Innovation tends to dwell less at the center of an organization than at its edges. The most powerful OKRs typically stem from insights outside the C-suite. As Andy Grove observed, “People in the trenches are usually in touch with impending changes early. Salespeople understand shifting customer demands before management does; financial analysts are the earliest to know when the fundamentals of a business change.”
Micromanagement is mismanagement.
Google divides its OKRs into two categories, committed goals and aspirational (or “stretch”) goals. It’s a distinction with a real difference. Committed objectives are tied to Google’s metrics: product releases, bookings, hiring, customers. Management sets them at the company level, employees at the departmental level. In general, these committed objectives—such as sales and revenue goals—are to be achieved in full (100 percent) within a set time frame. Aspirational objectives reflect bigger-picture, higher-risk, more future-tilting ideas. They originate from any tier and aim to mobilize the entire organization. By definition, they are challenging to achieve. Failures—at an average rate of 40 percent—are part of Google’s territory.
To succeed, a stretch goal cannot seem like a long march to nowhere. Nor can it be imposed from on high without regard to realities on the ground. Stretch your team too fast and too far, and it may snap. In pursuing high-effort, high-risk goals, employee commitment is essential. Leaders must convey two things: the importance of the outcome, and the belief that it’s attainable.
Annual performance reviews are costly, exhausting, and mostly futile. On average, they swallow 7.5 hours of manager time for each direct report. Yet only 12 percent of HR leaders deem the process “highly effective” in driving business value. Only 6 percent think it’s worth the time it takes. Distorted recency bias, burdened by stack rankings and bell curves, these end-of-year evaluations can’t possibly be fair or well measured.
What business leaders have learned, very painfully, is that individuals cannot be reduced to numbers. Even Peter Drucker, the champion of well-measured goals, understood the limits of calibration. A manager’s “first role,” Drucker said, “is the personal one. It’s the relationship with people, the development of mutual confidence… the creation of a community.” Or as Albert Einstein observed, “Not everything that can be counted counts, and not everything that counts can be counted.”
That transformational system, the contemporary alternative to annual reviews, is continuous performance management. It is implemented with an instrument called CFRs, for: Conversations: an authentic, richly textured exchange between manager and contributor, aimed at driving performance Feedback: bidirectional or networked communication among peers to evaluate progress and guide future improvement Recognition: expressions of appreciation to deserving individuals for contributions of all sizes.
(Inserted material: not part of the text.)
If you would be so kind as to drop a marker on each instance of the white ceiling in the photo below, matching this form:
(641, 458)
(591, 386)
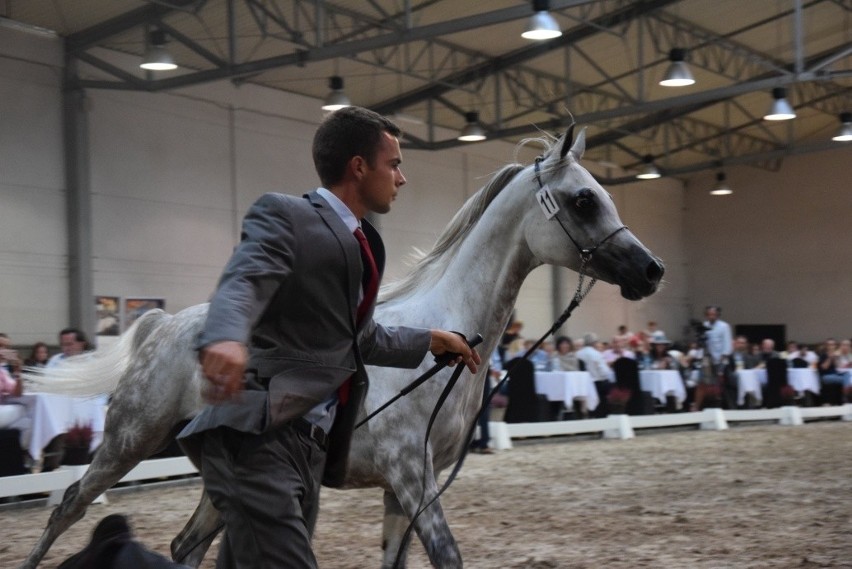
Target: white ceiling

It might sound almost too easy, but continuous performance management will lift every individual’s achievement. It elevates performance, bottom to top. It works wonders for morale and personal development, for leaders and contributors alike. And when leveraged with the quarterly goals and built-in tracking of OKRs, it can be even more powerful.
A key point about a one-on-one: It should be regarded as the subordinate’s meeting, with its agenda and tone set by him… The supervisor is there to learn and coach.
In developing organizations, feedback is generally led by HR and often scheduled. In more mature organizations, feedback is ad hoc, real-time, and multidirectional, an open dialogue between people anywhere in the organization.
Continuous recognition is a powerful driver of engagement: “As soft as it seems, saying ‘thank you’ is an extraordinary tool to building an engaged team… ‘[H]igh-recognition’ companies have 31 percent lower voluntary turnover than companies with poor recognition cultures.”